A new thread as I start to take steps to getting in control of my life. Things came to a head today and my wife knows things are not all well with me - I have agreed to see a counsellor to help me which I knew I needed - he can help me become strong enough to 1) be comfortable with myself and 2) prepare me with the strength to help myself and my wife through this change in our lives. I feel a cheat that I know what may come but I want to be as strong as I can for my wife when we do talk - she wants me to be happy but I don't know if else will understand what it will take. I feel slightly better that I have taken a step forward. In a few weeks I have accepted myself as gay, told a close friend and taken a small step to get help.

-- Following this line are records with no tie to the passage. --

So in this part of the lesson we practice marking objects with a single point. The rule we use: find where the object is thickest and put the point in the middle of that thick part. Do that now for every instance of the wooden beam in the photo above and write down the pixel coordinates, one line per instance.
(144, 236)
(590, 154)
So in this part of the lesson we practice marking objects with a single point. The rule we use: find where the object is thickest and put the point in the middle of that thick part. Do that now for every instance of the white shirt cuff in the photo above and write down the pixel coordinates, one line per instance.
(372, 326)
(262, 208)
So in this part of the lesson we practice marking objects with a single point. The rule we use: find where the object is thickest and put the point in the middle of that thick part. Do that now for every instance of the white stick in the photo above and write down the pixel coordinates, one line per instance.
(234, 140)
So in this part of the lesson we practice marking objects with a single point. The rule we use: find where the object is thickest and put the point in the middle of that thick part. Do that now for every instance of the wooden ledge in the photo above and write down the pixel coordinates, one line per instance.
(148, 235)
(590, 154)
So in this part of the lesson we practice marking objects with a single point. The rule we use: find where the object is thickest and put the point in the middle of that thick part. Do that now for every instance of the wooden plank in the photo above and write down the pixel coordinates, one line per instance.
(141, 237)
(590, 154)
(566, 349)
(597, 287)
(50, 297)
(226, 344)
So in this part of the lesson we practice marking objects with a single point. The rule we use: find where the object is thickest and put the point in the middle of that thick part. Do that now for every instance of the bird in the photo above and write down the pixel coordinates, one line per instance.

It still terrifies me to think of the hurt I will cause but I think I am becoming more aware that it is something I have to do for all our sakes and I live in the hope that our love will enable us to be friends and support each other through the journey we will be on. Tonight, I may sleep a LITTLE easier - I am exhausted which doesn't help either.
(*hug*)You've taken a very big step forward! Accepting yourself as gay is a Very Big Deal (TM)! And telling a close friend and thinking about seeing a counsellor are huge as well! How did your friend react? We're all here for you. Congratulations! (*hug*)
If your wife wants you to be happy that will make it easier. If your wife wants to make you happy make sure you get enough sleep.